You are choosing between two long-distance telephone plans. Plan A has a monthly fee of $45.00 with a charge of $0.05 per minute for all long-distance calls. Plan B has a monthly fee of $10.00 with a charge of $0.15 per minute for all long-distance calls. Complete parts a and b.

a) Let's denote L as the number of minutes of long-distance calls made in a month. The total cost for Plan A can be calculated using the formula:

Total cost for Plan A = Monthly fee + (Charge per minute x Number of minutes)
So, for Plan A, the total cost would be:
Total cost for Plan A = $45.00 + ($0.05 x L)
Simplifying, we get:
Total cost for Plan A = $45.00 + $0.05L

The total cost for Plan B can be calculated using the same formula:
Total cost for Plan B = Monthly fee + (Charge per minute x Number of minutes)
So, for Plan B, the total cost would be:
Total cost for Plan B = $10.00 + ($0.15 x L)
Simplifying, we get:
Total cost for Plan B = $10.00 + $0.15L

b) To decide which plan is more cost-effective, we need to compare the two total cost formulas we found in part a. By setting the two formulas equal to each other, we can find the point where the total cost for each plan is equal and determine the range of minutes for which each plan is best.

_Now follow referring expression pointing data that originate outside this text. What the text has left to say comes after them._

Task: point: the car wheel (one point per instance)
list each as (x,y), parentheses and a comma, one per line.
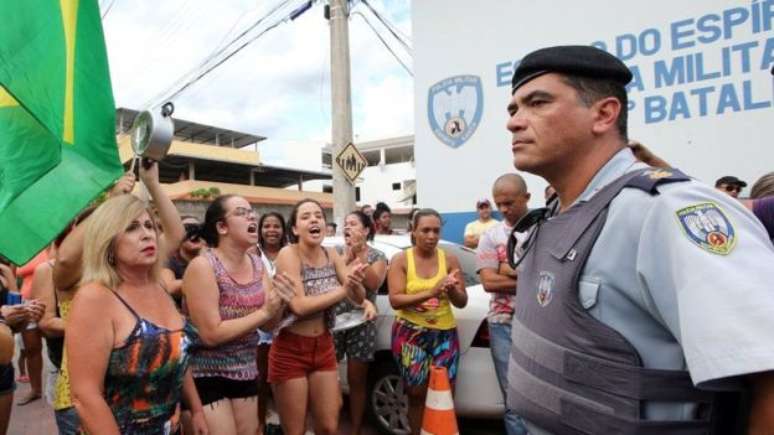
(388,403)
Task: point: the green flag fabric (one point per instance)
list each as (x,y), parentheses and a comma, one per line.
(57,120)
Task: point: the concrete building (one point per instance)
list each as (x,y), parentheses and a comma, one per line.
(205,161)
(390,176)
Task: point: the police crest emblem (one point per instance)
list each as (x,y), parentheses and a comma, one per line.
(708,227)
(545,293)
(454,108)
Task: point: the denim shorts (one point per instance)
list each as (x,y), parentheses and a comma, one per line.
(7,382)
(67,421)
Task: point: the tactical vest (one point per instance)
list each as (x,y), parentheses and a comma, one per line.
(569,373)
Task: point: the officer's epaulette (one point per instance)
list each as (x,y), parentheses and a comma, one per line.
(651,178)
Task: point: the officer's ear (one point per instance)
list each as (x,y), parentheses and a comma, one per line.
(605,115)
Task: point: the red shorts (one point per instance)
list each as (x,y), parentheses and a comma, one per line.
(296,356)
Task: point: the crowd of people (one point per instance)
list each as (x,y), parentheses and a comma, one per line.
(607,315)
(161,323)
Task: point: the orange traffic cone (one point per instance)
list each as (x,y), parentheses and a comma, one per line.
(439,418)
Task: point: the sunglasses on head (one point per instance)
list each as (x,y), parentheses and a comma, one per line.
(192,232)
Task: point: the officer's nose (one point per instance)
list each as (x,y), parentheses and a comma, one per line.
(516,122)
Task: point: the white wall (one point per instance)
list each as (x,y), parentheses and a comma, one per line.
(462,37)
(377,182)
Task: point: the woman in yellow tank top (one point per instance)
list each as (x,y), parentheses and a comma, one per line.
(424,283)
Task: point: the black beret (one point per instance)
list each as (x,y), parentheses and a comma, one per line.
(579,60)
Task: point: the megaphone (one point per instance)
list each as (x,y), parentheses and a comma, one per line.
(152,132)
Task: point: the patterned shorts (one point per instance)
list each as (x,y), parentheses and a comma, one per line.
(357,343)
(417,348)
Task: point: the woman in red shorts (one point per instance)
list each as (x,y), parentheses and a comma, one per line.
(302,359)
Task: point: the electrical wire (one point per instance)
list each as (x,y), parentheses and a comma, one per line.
(392,28)
(386,45)
(197,73)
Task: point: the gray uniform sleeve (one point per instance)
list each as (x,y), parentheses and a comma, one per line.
(706,266)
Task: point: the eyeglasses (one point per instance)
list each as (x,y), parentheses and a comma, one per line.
(241,212)
(731,188)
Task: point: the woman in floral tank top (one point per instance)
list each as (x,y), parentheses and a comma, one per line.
(229,295)
(126,344)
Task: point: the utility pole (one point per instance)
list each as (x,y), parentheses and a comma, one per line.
(341,106)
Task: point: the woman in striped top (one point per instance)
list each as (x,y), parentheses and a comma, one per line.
(229,295)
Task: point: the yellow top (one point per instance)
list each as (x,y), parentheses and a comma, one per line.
(62,397)
(434,313)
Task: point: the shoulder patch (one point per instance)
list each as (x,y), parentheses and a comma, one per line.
(708,227)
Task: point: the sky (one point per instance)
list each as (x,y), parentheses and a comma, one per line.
(278,86)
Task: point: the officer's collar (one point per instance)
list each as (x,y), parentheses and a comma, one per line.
(622,162)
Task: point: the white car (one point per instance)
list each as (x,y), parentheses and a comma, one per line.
(477,393)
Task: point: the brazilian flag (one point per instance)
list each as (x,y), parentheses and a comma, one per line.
(57,120)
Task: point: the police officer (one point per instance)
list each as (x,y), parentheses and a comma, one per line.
(642,294)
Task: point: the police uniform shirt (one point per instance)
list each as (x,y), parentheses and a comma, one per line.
(682,304)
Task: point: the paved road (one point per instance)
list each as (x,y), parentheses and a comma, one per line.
(37,418)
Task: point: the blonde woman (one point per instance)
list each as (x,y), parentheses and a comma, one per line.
(126,343)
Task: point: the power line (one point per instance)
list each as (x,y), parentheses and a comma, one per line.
(202,66)
(392,28)
(387,46)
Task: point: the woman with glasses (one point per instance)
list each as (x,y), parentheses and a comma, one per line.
(424,283)
(229,296)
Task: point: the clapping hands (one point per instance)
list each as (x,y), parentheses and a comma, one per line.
(355,276)
(448,283)
(283,290)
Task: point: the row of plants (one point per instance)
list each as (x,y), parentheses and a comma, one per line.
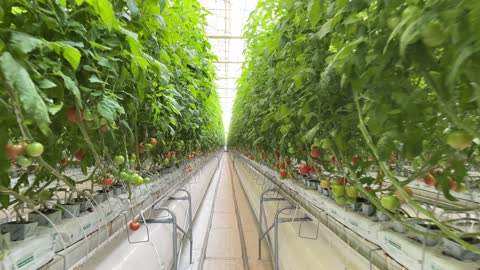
(121,86)
(348,88)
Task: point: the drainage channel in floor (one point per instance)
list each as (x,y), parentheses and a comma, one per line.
(225,232)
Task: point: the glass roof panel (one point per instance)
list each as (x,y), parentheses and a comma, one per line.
(225,31)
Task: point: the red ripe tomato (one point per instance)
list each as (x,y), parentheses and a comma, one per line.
(303,169)
(453,184)
(315,152)
(79,155)
(72,115)
(141,148)
(288,161)
(107,182)
(355,161)
(334,160)
(134,225)
(153,141)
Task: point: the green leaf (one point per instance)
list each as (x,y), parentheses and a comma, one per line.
(326,28)
(72,86)
(162,4)
(160,21)
(99,46)
(105,10)
(308,137)
(95,79)
(109,108)
(315,11)
(19,80)
(133,7)
(284,111)
(55,108)
(25,43)
(46,84)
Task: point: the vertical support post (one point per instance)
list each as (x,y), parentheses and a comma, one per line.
(276,257)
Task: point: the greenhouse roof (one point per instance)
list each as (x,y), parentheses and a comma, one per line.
(225,31)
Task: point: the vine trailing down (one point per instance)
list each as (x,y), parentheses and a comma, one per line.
(112,84)
(350,87)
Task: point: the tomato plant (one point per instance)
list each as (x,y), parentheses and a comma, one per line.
(369,84)
(112,78)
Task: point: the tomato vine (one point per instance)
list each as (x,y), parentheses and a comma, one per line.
(372,84)
(93,80)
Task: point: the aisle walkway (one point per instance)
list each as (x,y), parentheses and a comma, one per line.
(232,241)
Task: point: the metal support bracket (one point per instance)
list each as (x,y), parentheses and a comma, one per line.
(278,220)
(173,220)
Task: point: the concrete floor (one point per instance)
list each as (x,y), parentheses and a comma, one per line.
(231,243)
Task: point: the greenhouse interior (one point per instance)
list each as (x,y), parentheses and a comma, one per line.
(239,134)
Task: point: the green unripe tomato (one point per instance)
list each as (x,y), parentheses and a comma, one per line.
(44,195)
(131,162)
(118,160)
(35,149)
(124,176)
(24,162)
(148,147)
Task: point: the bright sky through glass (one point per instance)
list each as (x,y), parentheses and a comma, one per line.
(225,31)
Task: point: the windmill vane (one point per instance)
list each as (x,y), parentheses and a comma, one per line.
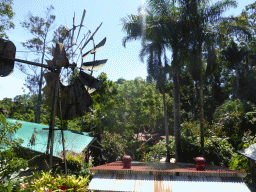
(75,100)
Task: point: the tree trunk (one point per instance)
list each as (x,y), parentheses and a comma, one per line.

$45.00 + $0.05L = $10.00 + $0.15L
Subtracting $0.05L and $10.00 from both sides, we get:
$45.00 - $10.00 = $0.15L - $0.05L
$35.00 = $0.10L
Dividing both sides by $0.10, we find:
L = $35.00 / $0.10
L = 350

Therefore, when the number of minutes of long-distance calls made in a month is 350 or more, Plan A is more cost-effective. For any number of minutes less than 350, Plan B is the better option.